Para Túnez, la pandemia del COVID-19 supone el primer gran test para el nuevo gobierno que se formó en febrero, tras las elecciones celebradas el pasado 6 de octubre. El país magrebí –y única democracia de la región árabe– arrastra problemas económicos persistentes que la actual pandemia agravará debido a la caída de los ingresos del turismo y del comercio con Europa. El gobierno tunecino, al igual que el marroquí y otros de la región, ha lanzado una campaña pidiendo donaciones de la población para afrontar los gastos que no puede cubrir el Estado en la lucha contra el coronavirus.

Tanto Irak como Líbano han vivido manifestaciones desde octubre de 2019 pidiendo el fin de la corrupción y que el Estado cumpla con sus funciones más básicas. Los múltiples fracasos estatales y la ausencia de dirigentes políticos con legitimidad y capacidad de resolver los enormes problemas de fondo, ligados a sistemas corroídos por el sectarismo, sólo pueden empeorar con la llegada de la nueva pandemia. Por un lado, Irak está sufriendo una fuerte caída de ingresos por la venta de petróleo, causada por la guerra de precios lanzada recientemente por Arabia Saudí. Por otro lado, Líbano se enfrenta a múltiples crisis simultáneas y profundas, empezando por la bancaria que llevó al país a anunciar el 7 de marzo el primer impago de la deuda soberana de su historia. La fuerte devaluación de la lira libanesa (ha perdido más del 40% de su valor desde el pasado octubre) y la escasez de divisas en una economía fuertemente dolarizada están provocando el cierre de negocios, la pérdida de empleo, el encarecimiento de los precios y serias dificultades para importar bienes básicos, incluido material médico y sanitario. La situación ya rozaba la catástrofe antes de la irrupción de la crisis del COVID-19.

SiriaYemen y Libia son tres países sumidos en conflictos armados y sometidos a todo tipo de injerencias externas que alimentan sus guerras civiles. Resulta llamativo que esos tres países hayan declarado un número sumamente bajo de contagios por coronavirus. Es probable que eso se deba a las pocas pruebas que se realizan, así como a la ocultación de información que ejercen los bandos enfrentados a todos los niveles. Es cierto que los peligros que entraña viajar por esos países pueden reducir la expansión del coronavirus. Ahora bien, las posibles consecuencias de la aparición de brotes en zonas de esos países serían devastadoras, sobre todo para los millones de personas y desplazados internos que carecen de atención sanitaria y de medios de prevención. La ayuda internacional sería incapaz de contener el virus si se producen emergencias complejas en zonas de conflicto o en campos de refugiados en países vecinos.

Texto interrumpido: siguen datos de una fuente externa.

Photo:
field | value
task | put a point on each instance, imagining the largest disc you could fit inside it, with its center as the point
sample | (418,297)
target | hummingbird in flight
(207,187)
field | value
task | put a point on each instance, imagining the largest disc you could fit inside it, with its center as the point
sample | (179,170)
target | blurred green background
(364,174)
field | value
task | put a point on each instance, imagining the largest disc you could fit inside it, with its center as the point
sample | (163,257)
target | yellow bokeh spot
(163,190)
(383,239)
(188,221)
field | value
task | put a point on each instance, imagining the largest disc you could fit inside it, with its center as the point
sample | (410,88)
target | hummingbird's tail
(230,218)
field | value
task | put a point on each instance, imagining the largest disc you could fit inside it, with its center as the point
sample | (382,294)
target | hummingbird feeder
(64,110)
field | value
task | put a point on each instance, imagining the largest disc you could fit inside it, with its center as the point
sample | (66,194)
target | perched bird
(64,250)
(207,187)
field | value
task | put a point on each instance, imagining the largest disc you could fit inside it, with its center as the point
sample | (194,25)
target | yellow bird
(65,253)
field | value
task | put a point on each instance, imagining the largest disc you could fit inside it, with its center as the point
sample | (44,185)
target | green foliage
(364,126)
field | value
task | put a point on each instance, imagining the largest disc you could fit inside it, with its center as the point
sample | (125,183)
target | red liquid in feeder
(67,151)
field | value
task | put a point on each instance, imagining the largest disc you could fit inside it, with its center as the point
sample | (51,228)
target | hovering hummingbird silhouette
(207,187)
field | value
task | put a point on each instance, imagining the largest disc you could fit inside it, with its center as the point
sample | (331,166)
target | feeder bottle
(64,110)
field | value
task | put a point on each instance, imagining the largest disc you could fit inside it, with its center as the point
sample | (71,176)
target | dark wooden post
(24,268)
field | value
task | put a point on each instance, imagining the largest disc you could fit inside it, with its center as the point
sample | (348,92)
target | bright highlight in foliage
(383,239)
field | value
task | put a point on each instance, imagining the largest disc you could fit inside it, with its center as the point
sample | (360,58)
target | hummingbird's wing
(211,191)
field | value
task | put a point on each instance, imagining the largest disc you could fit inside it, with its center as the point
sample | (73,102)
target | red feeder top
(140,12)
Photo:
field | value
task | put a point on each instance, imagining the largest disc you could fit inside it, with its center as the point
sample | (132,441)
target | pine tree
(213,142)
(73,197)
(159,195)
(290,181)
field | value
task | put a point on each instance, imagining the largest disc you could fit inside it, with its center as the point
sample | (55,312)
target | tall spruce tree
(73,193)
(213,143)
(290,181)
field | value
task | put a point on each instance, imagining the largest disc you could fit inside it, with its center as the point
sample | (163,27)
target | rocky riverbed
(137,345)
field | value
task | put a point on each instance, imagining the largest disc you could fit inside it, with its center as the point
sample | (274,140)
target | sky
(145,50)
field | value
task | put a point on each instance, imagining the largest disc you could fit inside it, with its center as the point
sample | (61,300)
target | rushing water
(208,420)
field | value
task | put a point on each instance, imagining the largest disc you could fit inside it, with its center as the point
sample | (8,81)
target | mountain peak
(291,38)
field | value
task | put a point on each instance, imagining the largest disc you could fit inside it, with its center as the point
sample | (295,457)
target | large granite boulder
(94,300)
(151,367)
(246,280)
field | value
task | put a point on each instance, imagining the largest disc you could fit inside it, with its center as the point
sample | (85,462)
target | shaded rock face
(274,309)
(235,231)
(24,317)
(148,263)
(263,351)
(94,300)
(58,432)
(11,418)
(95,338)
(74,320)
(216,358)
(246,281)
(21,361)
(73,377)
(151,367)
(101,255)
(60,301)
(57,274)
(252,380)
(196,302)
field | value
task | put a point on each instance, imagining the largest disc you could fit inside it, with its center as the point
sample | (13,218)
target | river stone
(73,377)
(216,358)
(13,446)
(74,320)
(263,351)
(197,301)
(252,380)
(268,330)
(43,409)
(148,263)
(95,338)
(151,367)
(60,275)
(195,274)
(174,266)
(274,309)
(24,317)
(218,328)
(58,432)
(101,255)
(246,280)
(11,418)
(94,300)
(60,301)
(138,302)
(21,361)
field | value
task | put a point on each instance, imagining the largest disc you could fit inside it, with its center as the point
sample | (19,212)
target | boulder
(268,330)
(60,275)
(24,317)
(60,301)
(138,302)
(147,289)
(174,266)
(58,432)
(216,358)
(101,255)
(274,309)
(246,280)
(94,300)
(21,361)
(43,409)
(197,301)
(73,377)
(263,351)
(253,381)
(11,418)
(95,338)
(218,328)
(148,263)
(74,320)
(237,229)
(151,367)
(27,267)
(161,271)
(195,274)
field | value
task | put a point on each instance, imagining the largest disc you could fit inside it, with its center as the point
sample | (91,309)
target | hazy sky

Egipto, que es el país más poblado de la región (acoge a un cuarto del total de la población árabe), ha registrado una de las cifras más altas de contagios entre los países árabes, según sus autoridades. Sin embargo, los datos oficiales no transmiten ninguna garantía de veracidad, a juzgar por el historial del actual régimen. Éste parece confirmarlo con su decisión de expulsar a corresponsales de algunos de los principales medios internacionales que publicaron noticias al respecto. A través de una filtración se ha sabido de la muerte de, al menos, dos altos cargos de las fuerzas armadas egipcias por el COVID-19, lo que sugiere que la pandemia está más extendida de lo que se declara.

El impacto económico de la pandemia en Egipto puede ser grande debido a la bajada de ingresos por la caída del turismo, el previsible descenso del tráfico marítimo a través del canal de Suez y la reducción de las remesas que envían los egipcios desde países productores de petróleo, entre otros factores cruciales para la llegada de las divisas que tanto necesita el país. El coronavirus podría extenderse rápidamente por las ciudades egipcias, sobre todo en El Cairo, debido a su alta densidad de población. También existe el riesgo de que la pandemia se propague por las masificadas cárceles egipcias, conocidas por sus pésimas condiciones sanitarias.

La crisis global del COVID-19 está poniendo de manifiesto la interdependencia que existe entre las poblaciones y economías de Israel y Palestina. La propagación del virus que provoca esa enfermedad ha obligado a los dirigentes de Israel, la Autoridad Palestina y Hamás a cooperar entre ellos con el fin de evitar un contagio a gran escala de las poblaciones bajo su control en Israel, Cisjordania y Gaza. Una muestra de lo excepcional que es esta situación es que el Gobierno de Israel ha permitido que decenas de miles de trabajadores palestinos de Cisjordania puedan establecerse en territorio israelí –algo que antes estaba prohibido– mientras dure la emergencia sanitaria para así reducir el riesgo de contagio. Donde ese riesgo sí es más preocupante es en Gaza, uno de los territorios más densamente poblados del mundo. Gaza carece de la infraestructura sanitaria y del suministro de agua y electricidad que necesitan sus 1,8 millones de habitantes como resultado del bloqueo por parte de Israel, de la mala gestión del gobierno local de Hamás y de la devastación dejada por las tres guerras con Israel entre 2008 y 2014.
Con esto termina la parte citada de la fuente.